Era Adelaida, la dueña de la pensión, para insistir en que al día siguiente a las diez debía desocupar la habitación, recordándole que no aceptaba pensionistas involucradas en hechos policiales. Lamentaba mucho lo que le había sucedido, pero después de todo, dijo, “eso podía sucederle a cualquiera”. En cuanto al asunto del revolver, los dos disparos y el muerto ensangrentado y desbraguetado dibujado en Crítica, le impedía tenerla un solo día más como inquilina.
Emma pidió usar el teléfono, y previo pago llamó a su amiga Elsa Urstein. La madre de Elsa, compungida, le dijo que a pesar de todo podía contar con alguien que se haría cargo de su situación: Vladimiro Mikiele, su padrino. Mencionó con insistencia que ella había sido la mejor amiga de su madre y que sólo deseaba su bien. Emma reprimió el odio, preguntando con voz extraviada la dirección de su padrino, y tras un sollozo ahogado, mientras esperaba que la madre de Elsa encontrara el papel con la última dirección de Mikiele, se juró no volver a amar, ni creer que la amaban, ni creer que la perdonaban.
—Hija, es una dirección en Rosario, anotala.
Sacó un pasaje de ida en segunda clase a Rosario . Nadie la había reconocido. Con cautela abrió la cartera y volvió a contar el dinero; todos sus ahorros en pesos y monedas. Se aseguró que tenía ahí el pasaje a Rosario, la dirección y el nombre de su padrino.

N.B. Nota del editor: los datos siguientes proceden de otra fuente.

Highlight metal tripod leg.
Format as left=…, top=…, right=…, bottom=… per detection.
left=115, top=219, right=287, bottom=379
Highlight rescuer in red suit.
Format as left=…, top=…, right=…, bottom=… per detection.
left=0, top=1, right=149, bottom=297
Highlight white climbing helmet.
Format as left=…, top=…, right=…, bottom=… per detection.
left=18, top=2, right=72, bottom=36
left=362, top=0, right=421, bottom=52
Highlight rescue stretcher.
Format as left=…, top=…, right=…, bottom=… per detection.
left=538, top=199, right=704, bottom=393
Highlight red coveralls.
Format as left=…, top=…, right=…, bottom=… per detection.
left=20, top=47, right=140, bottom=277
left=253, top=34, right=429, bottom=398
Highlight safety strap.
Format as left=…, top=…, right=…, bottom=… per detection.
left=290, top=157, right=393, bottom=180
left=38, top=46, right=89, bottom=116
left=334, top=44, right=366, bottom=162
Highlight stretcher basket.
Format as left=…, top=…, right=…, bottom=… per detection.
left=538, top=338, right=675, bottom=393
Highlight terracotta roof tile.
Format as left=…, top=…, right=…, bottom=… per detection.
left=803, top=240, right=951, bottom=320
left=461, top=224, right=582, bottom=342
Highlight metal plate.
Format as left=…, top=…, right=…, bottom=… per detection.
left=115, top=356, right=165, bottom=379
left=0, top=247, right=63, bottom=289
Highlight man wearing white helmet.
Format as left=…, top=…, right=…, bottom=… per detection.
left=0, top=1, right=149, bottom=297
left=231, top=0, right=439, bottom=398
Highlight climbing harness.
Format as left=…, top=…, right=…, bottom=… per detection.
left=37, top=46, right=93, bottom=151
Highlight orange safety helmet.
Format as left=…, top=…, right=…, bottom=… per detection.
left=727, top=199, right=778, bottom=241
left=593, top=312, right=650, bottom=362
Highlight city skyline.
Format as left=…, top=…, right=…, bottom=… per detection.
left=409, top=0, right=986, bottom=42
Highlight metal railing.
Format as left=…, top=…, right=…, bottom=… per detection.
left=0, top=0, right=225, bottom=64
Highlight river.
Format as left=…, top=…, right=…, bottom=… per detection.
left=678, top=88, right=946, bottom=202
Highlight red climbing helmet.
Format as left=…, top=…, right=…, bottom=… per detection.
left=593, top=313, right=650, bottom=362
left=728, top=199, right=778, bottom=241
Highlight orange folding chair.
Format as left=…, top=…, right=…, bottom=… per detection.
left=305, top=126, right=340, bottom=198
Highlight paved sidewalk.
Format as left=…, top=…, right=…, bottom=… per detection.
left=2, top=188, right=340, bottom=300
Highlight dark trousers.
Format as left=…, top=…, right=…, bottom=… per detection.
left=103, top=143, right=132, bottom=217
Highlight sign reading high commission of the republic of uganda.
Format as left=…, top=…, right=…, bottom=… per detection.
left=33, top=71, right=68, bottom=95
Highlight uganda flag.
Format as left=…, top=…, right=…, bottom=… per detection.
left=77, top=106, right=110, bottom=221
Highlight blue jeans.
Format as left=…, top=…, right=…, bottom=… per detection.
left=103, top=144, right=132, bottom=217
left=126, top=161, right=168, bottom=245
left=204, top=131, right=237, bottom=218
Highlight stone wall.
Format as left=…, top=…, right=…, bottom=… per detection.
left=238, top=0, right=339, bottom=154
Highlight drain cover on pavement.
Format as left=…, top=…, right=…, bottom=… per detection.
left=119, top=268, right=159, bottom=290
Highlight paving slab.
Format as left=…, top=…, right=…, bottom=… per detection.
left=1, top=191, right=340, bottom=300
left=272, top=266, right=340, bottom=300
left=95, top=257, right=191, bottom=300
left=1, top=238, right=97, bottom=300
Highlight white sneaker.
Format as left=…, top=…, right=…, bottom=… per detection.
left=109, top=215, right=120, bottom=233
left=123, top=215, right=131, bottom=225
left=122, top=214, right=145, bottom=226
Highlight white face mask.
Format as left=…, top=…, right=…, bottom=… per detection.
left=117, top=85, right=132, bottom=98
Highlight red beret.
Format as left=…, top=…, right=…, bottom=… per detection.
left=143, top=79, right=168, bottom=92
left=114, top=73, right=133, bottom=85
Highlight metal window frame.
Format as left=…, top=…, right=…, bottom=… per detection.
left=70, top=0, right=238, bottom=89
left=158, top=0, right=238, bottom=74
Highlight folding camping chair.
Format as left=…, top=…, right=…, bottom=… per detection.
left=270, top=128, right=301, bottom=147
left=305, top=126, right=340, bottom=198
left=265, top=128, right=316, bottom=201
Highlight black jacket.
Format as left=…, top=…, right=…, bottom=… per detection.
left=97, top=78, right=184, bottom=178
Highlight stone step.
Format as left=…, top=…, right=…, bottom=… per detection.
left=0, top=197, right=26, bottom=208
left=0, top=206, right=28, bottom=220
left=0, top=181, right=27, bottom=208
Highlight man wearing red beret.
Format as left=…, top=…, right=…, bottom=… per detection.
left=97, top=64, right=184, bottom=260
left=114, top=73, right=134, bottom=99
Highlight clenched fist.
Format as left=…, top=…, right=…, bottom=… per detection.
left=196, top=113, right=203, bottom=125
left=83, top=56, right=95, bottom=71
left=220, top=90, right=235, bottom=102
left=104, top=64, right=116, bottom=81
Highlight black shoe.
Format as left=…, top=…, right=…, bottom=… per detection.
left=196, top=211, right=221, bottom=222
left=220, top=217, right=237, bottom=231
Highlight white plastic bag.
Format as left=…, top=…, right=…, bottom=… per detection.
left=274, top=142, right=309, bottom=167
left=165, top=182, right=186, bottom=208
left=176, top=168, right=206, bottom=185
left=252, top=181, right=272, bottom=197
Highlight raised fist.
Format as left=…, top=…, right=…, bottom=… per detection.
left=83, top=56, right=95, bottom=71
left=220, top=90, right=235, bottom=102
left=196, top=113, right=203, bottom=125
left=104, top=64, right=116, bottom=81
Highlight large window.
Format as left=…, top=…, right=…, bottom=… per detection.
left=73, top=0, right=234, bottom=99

Vuelvo a la solapa del único libro de Susana Muzio. Me detengo en la foto. Está sentada en un bar porteño, una tacita de café, el mínimo vaso de soda, una libreta y una birome. Sonríe con cierta resignación o sosiego cuando en el gesto esas cosas se confunden y forman otra cosa. Tiene un echarpe verde. Susana cumplirá el año que viene 100 años. Creo que, a diferencia de la madre de Borges que murió a los 99, ella superará los 100. Ojalá me invite a su fiesta, y me hable mal de Victoria Ocampo.